Salvador Dalí may have left us in 1989, but this week, he’s taking calls. Just in time for the surrealist’s birthday week, The Dalí Museum in St Petersburg, Florida, has launched Dial Dalí, a new interactive artificial intelligence-powered experience that lets you place a call to an eerily lifelike version of the famed artist himself.
If you’ve ever wanted to pick a brilliant mind about dreams, seafood, or the nature of time, now’s your chance. The phone line—772-ASK-DALI—is open nationwide through May 12 and offers callers the opportunity to hold a two-way conversation with an AI trained on Dalí’s writings, recorded interviews, and personal quirks. Whether you’re curious about his mustache grooming habits or just want to wish him a happy birthday, the voice on the other end is designed to sound, think, and respond like Dalí.
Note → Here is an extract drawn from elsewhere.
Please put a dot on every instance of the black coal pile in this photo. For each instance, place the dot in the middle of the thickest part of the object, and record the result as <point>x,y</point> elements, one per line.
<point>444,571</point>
Powered by ElevenLabs’ voice synthesis and Twilio’s phone infrastructure, the system taps into the painter’s personality to deliver unscripted, real-time responses. Unlike earlier museum-only activations, this new iteration takes the experience across the US, putting Dalí’s voice directly in the ears—and phones—of anyone who dials in.
The project is the latest in a series of imaginative collaborations between The Dalí Museum and creative agency Goodby Silverstein & Partners (GS&P), known for its previous Dalí-inspired work like the lobster-phone-based Ask Dalí and a recreation of Giraffes on Horseback Salad, a film once deemed too “unproducible.”
The experience also draws on Dalí’s own fascination with telephones, particularly his famous Lobster Phone, a sculptural work that fused functionality with absurdity.
“Dalí’s lobster phone shows that the telephone has always been a surrealist object. Now, we’ve made it literal,” explains Jeff Goodby, co-founder of GS&P. “With Dial Dalí, anyone can connect to a voice from the past that still has something to say about the future.”
It brings the spirit of Dalí’s playful, boundary-defying work into the present day, making his eccentric worldview accessible through one of the most mundane devices of modern life.
Whether the subject is dreams, art, or absurdity, Dalí (or at least a compelling AI approximation), it seems, still has plenty to say.